Applying the above function on Replication origin of Vibrio cholerae

In [16]:
vibrio_ori = 'atcaatgatcaacgtaagcttctaagcatgatcaaggtgctcacacagtttatccacaacctgagtggatgacatcaagataggtcgttgtatctccttcctctcgtactctcatgaccacggaaagatgatcaagagaggatgatttcttggccatatcgcaatgaatacttgtgacttgtgcttccaattgacatcttcagcgccatattgcgctggccaaggtgacggagcgggattacgaaagcatgatcatggctgttgttctgtttatcttgttttgactgagacttgttaggatagacggtttttcatcactgactagccaaagccttactctgcctgacatcgaccgtaaattgataatgaatttacatgcttccgcgacgatttacctcttgatcatcgatccgattgaagatcttcaattgttaattctcttgcctcgactcatagccatgatgagctcttgatcatgtttccttaaccctctattttttacggaagaatgatcaagctgctgctcttgatcatcgtttc'
k = 8
length = len(vibrio_ori)
# Create a function to gauge the expected frequency of 8 mers in given length of DNA
def Calculate_exp_kmer (dna,k):
    chance_appearance = pow (4 ,k)  
    return ('We expect one ' +str(k)+'-mer every ' + str(chance_appearance) + ' nucleotides ' )

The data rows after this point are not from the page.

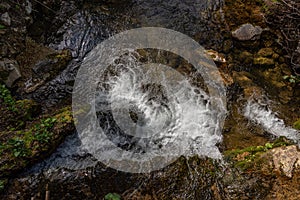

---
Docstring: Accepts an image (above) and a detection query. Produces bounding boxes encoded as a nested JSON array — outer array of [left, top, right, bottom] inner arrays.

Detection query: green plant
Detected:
[[0, 180, 6, 191], [0, 84, 18, 112], [31, 118, 56, 143], [8, 138, 29, 157], [283, 75, 300, 83], [104, 193, 121, 200]]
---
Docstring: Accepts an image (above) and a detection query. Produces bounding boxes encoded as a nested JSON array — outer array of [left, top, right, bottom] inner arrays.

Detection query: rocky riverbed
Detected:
[[0, 0, 300, 199]]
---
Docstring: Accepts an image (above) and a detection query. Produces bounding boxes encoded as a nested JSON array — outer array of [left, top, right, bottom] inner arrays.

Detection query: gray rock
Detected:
[[0, 59, 21, 87], [1, 12, 11, 26], [232, 24, 263, 41]]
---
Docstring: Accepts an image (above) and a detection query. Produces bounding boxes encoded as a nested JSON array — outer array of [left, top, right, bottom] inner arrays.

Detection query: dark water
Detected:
[[1, 0, 298, 199]]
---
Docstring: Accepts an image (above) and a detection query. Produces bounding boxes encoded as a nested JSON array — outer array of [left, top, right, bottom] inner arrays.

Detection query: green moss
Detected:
[[293, 119, 300, 130], [104, 193, 121, 200], [0, 107, 74, 177], [253, 57, 275, 66], [224, 137, 291, 170], [0, 84, 17, 111], [0, 179, 7, 192]]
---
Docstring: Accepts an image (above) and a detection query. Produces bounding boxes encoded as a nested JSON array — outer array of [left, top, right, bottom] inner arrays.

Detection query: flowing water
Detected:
[[2, 0, 300, 199]]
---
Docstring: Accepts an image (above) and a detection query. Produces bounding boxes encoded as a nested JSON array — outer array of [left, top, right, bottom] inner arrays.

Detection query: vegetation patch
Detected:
[[0, 107, 74, 177], [224, 137, 292, 170]]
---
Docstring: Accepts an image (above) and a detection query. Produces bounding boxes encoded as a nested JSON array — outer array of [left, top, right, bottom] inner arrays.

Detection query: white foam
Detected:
[[244, 100, 300, 144]]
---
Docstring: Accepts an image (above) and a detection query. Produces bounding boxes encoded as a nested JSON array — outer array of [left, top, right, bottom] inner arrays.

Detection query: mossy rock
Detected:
[[0, 107, 75, 178], [224, 137, 292, 171], [0, 85, 40, 131], [257, 48, 274, 58], [253, 57, 275, 67], [238, 51, 253, 64], [293, 119, 300, 130]]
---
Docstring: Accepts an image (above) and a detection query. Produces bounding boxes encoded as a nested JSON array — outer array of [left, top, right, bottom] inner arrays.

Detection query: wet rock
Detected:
[[239, 51, 253, 64], [206, 49, 226, 63], [0, 59, 21, 87], [25, 0, 32, 15], [223, 40, 233, 53], [25, 50, 72, 93], [293, 119, 300, 130], [253, 57, 275, 67], [0, 12, 11, 26], [0, 107, 75, 178], [257, 48, 274, 57], [232, 24, 263, 41], [263, 145, 300, 178]]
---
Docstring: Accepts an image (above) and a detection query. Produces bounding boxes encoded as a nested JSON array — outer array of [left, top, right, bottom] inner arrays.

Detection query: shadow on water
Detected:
[[1, 0, 298, 199]]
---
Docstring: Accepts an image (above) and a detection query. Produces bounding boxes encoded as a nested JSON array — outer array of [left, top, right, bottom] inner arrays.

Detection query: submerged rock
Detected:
[[232, 24, 263, 41]]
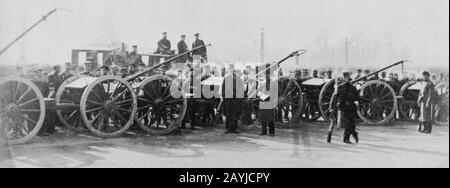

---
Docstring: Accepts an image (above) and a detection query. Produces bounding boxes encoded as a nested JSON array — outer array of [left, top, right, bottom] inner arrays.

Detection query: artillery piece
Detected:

print(Calculate_exp_kmer(vibrio_ori,k))
print ('Length of DNA sequence is: ' + str(length))
print(frequent_kmers(vibrio_ori,k).upper())

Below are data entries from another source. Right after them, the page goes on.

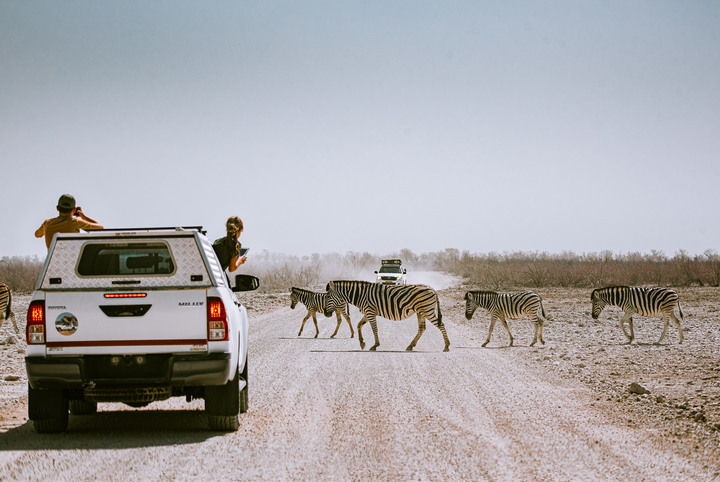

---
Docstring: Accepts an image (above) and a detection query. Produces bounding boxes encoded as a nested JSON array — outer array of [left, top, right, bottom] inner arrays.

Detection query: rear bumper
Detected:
[[25, 353, 235, 389]]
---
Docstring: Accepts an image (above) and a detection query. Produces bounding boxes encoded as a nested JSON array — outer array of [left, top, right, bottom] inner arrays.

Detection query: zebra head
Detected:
[[590, 290, 607, 320], [325, 281, 346, 316], [465, 291, 480, 320]]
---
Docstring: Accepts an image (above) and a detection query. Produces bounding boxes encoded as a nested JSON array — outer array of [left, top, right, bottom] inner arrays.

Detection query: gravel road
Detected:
[[0, 274, 720, 481]]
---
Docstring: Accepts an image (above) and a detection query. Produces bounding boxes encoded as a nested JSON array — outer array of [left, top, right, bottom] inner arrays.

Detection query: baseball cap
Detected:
[[58, 194, 75, 211]]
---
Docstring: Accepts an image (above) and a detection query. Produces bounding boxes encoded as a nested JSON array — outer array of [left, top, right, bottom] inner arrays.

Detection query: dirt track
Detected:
[[0, 274, 720, 480]]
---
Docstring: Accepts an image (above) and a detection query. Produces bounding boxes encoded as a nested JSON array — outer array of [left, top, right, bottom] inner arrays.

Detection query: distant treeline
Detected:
[[437, 249, 720, 290], [0, 248, 720, 292]]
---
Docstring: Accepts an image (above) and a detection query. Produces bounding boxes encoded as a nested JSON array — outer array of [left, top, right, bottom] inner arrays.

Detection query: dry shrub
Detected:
[[0, 256, 44, 293]]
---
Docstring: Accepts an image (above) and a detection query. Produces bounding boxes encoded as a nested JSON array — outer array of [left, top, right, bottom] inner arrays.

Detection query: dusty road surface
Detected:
[[0, 274, 720, 481]]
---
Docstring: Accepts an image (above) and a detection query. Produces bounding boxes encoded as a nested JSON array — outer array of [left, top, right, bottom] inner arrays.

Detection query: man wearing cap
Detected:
[[35, 194, 103, 249]]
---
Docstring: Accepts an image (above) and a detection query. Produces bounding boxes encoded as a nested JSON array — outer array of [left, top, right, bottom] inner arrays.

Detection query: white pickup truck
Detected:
[[25, 227, 259, 433]]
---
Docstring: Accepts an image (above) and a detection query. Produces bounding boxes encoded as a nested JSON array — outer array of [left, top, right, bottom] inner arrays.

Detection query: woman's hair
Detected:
[[225, 216, 243, 241]]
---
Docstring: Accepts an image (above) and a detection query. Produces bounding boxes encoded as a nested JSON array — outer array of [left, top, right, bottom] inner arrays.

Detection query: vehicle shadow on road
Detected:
[[0, 410, 221, 452]]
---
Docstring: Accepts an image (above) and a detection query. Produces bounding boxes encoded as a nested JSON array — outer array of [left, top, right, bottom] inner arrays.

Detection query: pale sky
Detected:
[[0, 0, 720, 257]]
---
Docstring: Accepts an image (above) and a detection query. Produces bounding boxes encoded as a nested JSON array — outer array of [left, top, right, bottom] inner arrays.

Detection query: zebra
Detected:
[[465, 291, 546, 346], [590, 286, 685, 345], [0, 283, 20, 334], [326, 281, 450, 351], [290, 287, 355, 338]]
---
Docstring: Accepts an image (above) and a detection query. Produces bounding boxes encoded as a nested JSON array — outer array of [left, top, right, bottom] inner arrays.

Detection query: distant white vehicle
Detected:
[[375, 259, 407, 285], [25, 227, 259, 433]]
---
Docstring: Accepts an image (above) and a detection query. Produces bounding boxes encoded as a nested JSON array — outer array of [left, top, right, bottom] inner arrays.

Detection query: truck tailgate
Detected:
[[45, 290, 207, 355]]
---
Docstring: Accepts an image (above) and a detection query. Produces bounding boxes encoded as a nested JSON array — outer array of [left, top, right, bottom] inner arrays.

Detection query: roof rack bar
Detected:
[[92, 226, 206, 234]]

We expect one 8-mer every 65536 nucleotides 
Length of DNA sequence is: 540
K-MERS: ['ATGATCAA']	COUNT: 4


For an 8-mer to appear up to 4 times within a length of 540 nucleotides is surprising and worth investigating into the function of this domain in terms of initiation replication.